Un’importante operazione sul territorio ligure è stata avviata dall’agenzia dell’Entrate per individuare contribuenti che, pur avendo un tenore di vita estremamente elevato, hanno dichiarano al fisco poco o nulla.
Da una prima analisi dei dati raccolti, sono emersi numerosi casi che meritano un approfondimento: il “nullatenente” con lo yacht da oltre 20 metri, il presunto precario che può permettersi una Porsche Boxster, la pensionata settantacinquenne che, con un reddito da mille euro al mese si fa costruire una piscina da 30mila euro, l’imprenditore che dichiara in media meno di 7mila euro all’anno ma acquista un immobile da mezzo miliardo di euro e sostiene spese per 45mila euro annui tra interessi passivi, contributi previdenziali e ristrutturazioni edilizie.
Ad esempio, il “debole” per una piscina da 25mila euro ha permesso di scoprire un cinquantenne che, pur possedendo vari immobili e terreni, per anni non ha presentato dichiarazioni.

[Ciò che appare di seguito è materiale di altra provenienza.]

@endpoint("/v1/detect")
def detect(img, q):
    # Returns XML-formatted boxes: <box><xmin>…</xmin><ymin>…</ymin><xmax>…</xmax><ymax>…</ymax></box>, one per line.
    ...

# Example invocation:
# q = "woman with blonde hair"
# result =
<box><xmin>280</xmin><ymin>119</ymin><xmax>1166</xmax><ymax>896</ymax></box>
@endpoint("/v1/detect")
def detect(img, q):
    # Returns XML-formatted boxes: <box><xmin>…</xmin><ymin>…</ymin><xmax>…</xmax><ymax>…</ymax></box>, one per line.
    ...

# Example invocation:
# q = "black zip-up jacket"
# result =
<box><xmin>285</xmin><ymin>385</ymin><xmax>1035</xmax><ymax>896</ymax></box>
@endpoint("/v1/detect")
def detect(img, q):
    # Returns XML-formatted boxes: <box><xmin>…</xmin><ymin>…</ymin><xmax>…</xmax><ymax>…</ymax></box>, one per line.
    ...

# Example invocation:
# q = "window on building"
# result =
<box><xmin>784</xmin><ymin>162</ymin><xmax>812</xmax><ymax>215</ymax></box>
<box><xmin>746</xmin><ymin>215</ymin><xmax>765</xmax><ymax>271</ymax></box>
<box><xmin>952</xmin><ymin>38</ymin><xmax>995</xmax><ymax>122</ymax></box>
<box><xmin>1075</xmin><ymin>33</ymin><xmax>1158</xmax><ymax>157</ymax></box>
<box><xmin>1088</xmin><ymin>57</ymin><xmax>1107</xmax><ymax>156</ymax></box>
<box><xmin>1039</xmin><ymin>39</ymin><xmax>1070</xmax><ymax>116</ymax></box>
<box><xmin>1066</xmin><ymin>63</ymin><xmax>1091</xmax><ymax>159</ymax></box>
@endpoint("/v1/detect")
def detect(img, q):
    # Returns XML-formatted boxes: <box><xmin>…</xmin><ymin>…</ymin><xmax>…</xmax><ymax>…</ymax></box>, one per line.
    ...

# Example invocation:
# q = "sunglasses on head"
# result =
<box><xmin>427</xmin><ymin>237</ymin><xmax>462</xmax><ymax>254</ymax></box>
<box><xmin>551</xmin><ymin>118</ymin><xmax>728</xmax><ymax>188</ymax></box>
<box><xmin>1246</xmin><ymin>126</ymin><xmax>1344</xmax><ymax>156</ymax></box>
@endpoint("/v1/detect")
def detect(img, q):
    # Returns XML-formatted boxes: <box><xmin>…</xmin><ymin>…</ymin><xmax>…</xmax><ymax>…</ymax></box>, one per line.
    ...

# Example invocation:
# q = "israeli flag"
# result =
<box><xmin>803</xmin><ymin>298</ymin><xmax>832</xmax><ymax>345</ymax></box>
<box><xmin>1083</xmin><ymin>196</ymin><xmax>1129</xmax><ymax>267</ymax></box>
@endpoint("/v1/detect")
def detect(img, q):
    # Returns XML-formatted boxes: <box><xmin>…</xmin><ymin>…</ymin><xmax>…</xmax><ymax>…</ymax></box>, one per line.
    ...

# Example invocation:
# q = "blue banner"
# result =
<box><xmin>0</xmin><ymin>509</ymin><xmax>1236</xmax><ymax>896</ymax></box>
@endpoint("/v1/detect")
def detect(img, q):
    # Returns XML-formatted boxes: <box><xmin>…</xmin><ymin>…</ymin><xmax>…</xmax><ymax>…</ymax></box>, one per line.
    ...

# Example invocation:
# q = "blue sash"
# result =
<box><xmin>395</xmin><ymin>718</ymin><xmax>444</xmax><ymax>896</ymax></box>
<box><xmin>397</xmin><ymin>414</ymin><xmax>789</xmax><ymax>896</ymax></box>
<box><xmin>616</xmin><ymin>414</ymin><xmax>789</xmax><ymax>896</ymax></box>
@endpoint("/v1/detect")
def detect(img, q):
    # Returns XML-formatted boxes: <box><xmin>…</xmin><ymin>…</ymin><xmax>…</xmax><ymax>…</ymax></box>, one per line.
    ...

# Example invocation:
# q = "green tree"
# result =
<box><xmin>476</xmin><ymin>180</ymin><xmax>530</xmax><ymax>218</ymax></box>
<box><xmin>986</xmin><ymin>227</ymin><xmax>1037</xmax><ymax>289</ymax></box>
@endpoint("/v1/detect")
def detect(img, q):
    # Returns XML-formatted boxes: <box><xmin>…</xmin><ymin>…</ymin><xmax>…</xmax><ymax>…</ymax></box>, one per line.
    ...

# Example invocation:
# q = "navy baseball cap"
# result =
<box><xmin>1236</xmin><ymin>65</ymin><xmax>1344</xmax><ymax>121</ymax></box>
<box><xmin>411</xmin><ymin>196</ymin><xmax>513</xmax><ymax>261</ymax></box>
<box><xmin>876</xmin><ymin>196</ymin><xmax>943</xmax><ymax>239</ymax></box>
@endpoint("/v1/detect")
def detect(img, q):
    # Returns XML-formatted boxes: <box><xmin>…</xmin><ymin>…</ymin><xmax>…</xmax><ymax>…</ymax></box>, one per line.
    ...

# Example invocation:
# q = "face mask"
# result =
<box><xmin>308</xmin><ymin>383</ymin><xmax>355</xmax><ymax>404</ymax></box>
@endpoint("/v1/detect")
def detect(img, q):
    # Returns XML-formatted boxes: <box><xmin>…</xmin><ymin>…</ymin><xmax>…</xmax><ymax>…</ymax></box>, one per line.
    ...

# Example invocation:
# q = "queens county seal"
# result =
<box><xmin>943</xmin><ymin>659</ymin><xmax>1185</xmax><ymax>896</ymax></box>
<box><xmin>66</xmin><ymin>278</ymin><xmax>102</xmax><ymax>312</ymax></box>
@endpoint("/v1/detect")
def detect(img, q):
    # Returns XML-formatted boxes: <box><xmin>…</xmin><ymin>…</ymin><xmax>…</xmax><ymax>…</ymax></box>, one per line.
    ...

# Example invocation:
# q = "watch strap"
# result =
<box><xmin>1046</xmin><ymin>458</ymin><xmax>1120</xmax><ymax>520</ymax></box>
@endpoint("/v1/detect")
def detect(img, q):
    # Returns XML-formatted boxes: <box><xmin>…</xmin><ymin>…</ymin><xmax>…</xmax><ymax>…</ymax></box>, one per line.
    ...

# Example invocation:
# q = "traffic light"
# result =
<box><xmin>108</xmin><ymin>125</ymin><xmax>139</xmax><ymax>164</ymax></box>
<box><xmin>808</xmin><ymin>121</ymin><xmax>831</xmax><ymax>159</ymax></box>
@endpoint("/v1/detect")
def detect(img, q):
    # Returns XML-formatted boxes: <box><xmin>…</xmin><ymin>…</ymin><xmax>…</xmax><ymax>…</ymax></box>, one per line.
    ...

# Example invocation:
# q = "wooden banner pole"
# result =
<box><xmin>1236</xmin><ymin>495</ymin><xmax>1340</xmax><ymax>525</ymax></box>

Un professionista che ha acquistato una Porsche Boxter S da 60mila euro è finito anch’egli sotto la lente di ingrandimento del fisco: lui e la moglie dichiarano nemmeno 35mila euro, ma risultano possedere cinque appartamenti dati in affitto e altre due autovetture.
L’operazione, avviata a fine luglio e durata 2 settimane, ha coinvolto circa 80 funzionari di tutti gli uffici dell’Agenzia in Liguria, coordinati dalla direzione regionale. I controlli esterni, più di 150, hanno riguardato in particolare 33 agenzie turistiche, 10 ditte specializzate in installazioni di piscine, 9 case d’aste, 10 società per l’organizzazione di eventi, 30 agenzie immobiliari, 12 concessionarie di caravan, motocicli e autoveicoli di lusso, 25 tra capitanerie di porto e porticcioli turistici, 2 aeroclub e numerose altre attività.
Nel corso delle ispezioni sono stati inoltre raccolti dati di persone che hanno acquistato pacchetti viaggio per importi superiori a 10mila euro, oggetti d’arte per un valore unitario di almeno 20mila euro, ville o castelli, anche all’estero, auto o motoveicoli di lusso, aerei privati o imbarcazioni da diporto significative per dimensioni e prezzo.
Gli oltre 9.000 nominativi sono ora al vaglio degli uffici dell’Agenzia, per verificare se il tenore di vita dimostrato dai dati acquisiti nel corso dell’operazione e tramite un questionario inviato agli interessati, sia compatibile o meno con il reddito dichiarato. Ma prima degli avvisi di accertamento ci sarà un importante passaggio a garanzia del contribuente: partiranno degli inviti al contraddittorio, in cui si chiederà di dimostrare l’origine di questa ricchezza, e solo se le spiegazioni fornite non saranno sufficienti si procederà a recuperare le somme eventualmente dovute al fisco.
“È presto per trarre conclusioni affrettate – ha detto Enrico Pardi, direttore regionale, commentando i primi risultati. – In molti casi potrebbe trattarsi di soggetti in grado di giustificare il possesso di questi beni o il tenore di vita. Tuttavia sono situazioni da analizzare con grande attenzione: lo strumento del cosiddetto redditometro spesso permette di cogliere quei grandi evasori, totali o parziali, che con altri mezzi è difficile individuare. Al tempo stesso non posso esimermi dall’esprimere l’apprezzamento per la professionalità e l’impegno dimostrati dai funzionari dell’Agenzia anche in questa occasione”.